The essays in The Little Virtues, written separately and in distinct circumstances between 1944 and 1960, comprise an autobiography of sorts. ‘Winter in the Abruzzi’ describes a period in which the author, then a young wife and mother, was exiled in wartime with her family to the Italian countryside. In ‘Worn-out Shoes’ she is now alone, living in post-war Rome with another solitary woman, her children being taken care of by her mother outside the city. ‘My Vocation’ describes the dawning of her realisation that creativity is a lifetime calling and is the most enduring of the relationships she will have. In ‘England: Eulogy and Lament’ she is older and exiled again, this time in a strange country whose manners and mores she records by way of making an inventory of her own homesickness and sorrow. In ‘He and I’ she is living with a man whose character she can only describe in terms of its differences from her own, in what is palpably a relationship of middle age; this time the sense of exile is emotional as well as geographical, the feeling of alienation from one’s own history that comes from living with a man who is not the father of one’s children. ‘The Little Virtues’, a work of great restraint and courage, is a look back at parenthood.
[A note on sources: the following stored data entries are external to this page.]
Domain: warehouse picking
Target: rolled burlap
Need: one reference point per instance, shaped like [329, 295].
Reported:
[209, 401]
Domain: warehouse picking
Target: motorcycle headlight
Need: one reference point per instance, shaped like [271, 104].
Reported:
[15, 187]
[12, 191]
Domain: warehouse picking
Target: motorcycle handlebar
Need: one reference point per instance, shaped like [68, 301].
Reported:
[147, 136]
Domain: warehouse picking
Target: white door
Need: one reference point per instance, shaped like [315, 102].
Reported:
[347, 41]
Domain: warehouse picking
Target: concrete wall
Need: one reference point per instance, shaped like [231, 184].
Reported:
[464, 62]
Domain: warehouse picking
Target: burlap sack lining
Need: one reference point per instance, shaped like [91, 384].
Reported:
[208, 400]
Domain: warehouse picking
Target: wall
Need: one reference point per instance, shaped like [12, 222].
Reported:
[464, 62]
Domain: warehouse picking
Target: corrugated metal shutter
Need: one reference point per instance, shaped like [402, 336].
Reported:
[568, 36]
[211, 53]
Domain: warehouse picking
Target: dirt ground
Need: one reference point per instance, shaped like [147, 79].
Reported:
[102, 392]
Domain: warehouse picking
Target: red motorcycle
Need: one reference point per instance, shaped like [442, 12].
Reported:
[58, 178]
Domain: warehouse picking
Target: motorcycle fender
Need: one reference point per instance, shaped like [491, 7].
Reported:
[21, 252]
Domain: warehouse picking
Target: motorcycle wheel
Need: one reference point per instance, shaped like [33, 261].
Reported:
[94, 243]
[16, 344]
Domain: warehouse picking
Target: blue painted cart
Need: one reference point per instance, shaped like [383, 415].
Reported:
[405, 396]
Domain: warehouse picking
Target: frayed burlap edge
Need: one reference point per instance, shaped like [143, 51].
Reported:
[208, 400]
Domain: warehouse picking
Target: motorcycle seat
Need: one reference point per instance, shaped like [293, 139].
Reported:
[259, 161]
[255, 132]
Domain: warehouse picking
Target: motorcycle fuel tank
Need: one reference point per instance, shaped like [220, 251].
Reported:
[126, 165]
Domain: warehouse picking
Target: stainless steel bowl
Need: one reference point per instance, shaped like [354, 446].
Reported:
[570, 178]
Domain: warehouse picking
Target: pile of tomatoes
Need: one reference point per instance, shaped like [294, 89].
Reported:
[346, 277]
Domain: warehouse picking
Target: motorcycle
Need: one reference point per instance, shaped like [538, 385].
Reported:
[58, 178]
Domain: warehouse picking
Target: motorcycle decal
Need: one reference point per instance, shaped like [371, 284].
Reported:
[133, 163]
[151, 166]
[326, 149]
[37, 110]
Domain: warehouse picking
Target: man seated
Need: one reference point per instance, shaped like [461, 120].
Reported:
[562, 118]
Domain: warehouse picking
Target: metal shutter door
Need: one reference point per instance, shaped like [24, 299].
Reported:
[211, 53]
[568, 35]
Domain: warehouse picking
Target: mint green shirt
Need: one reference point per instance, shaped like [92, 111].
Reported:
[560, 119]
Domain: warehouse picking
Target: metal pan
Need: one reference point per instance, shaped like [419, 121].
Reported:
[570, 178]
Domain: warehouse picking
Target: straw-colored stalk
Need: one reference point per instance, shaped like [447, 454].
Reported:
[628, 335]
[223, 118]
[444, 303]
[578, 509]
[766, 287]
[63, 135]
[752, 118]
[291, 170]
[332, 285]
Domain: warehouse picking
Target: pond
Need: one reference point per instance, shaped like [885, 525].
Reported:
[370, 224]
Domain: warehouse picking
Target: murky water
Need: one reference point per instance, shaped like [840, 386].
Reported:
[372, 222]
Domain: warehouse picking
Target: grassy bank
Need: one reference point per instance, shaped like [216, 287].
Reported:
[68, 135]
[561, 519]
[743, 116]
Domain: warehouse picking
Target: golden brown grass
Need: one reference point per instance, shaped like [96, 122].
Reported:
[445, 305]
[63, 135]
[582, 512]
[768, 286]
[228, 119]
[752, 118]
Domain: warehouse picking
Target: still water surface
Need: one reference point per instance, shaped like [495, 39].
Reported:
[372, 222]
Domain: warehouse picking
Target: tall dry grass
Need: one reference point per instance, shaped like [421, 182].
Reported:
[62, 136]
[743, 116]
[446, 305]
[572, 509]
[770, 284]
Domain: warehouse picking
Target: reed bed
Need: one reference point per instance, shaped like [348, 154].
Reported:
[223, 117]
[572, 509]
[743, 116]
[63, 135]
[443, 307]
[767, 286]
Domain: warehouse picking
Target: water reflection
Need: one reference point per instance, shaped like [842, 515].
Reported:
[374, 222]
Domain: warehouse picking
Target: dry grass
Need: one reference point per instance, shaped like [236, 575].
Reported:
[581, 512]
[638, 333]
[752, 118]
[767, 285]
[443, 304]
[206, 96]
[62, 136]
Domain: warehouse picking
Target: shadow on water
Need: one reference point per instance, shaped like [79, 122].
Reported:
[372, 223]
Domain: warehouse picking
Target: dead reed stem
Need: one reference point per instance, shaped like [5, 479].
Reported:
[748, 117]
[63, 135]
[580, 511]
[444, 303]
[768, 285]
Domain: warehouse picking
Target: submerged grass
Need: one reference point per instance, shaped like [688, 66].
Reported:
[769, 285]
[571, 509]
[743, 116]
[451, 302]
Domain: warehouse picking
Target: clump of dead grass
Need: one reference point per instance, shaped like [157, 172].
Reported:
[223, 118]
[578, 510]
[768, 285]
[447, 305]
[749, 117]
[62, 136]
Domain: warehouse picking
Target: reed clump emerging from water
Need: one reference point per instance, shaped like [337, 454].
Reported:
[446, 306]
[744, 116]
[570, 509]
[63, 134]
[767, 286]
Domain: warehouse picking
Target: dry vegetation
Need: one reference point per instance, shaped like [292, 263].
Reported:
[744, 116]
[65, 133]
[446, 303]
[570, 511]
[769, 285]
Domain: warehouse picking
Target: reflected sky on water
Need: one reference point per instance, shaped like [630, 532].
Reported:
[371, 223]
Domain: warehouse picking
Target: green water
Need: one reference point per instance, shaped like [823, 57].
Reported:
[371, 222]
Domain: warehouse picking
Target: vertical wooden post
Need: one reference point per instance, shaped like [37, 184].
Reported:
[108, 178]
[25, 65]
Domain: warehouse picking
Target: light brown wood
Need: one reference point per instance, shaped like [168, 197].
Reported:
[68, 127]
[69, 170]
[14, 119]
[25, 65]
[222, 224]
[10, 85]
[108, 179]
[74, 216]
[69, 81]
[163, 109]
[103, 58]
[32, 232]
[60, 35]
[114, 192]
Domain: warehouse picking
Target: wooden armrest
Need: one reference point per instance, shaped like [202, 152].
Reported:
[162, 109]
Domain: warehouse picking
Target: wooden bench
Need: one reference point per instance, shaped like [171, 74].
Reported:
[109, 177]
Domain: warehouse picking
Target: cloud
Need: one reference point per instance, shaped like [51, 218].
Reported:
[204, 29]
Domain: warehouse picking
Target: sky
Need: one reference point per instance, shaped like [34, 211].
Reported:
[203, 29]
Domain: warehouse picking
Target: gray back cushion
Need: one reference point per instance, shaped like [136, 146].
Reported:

Entirely without sentiment or subjectivity, it identifies the moral cowardice inherent in conventional attitudes to children and their upbringing, and the ways in which we inculcate the values of materialism and selfishness in the generations that will replace us. ‘As far as the education of children is concerned I think they should be taught not the little virtues but the great ones. Not thrift but generosity and an indifference to money; not caution but courage and a contempt for danger; not shrewdness but frankness and a love of truth; not tact but love for one’s neighbour and selfdenial; not a desire for success but a desire to be and to know.’ This statement of principle serves equally as a description of Ginzburg’s own life and work.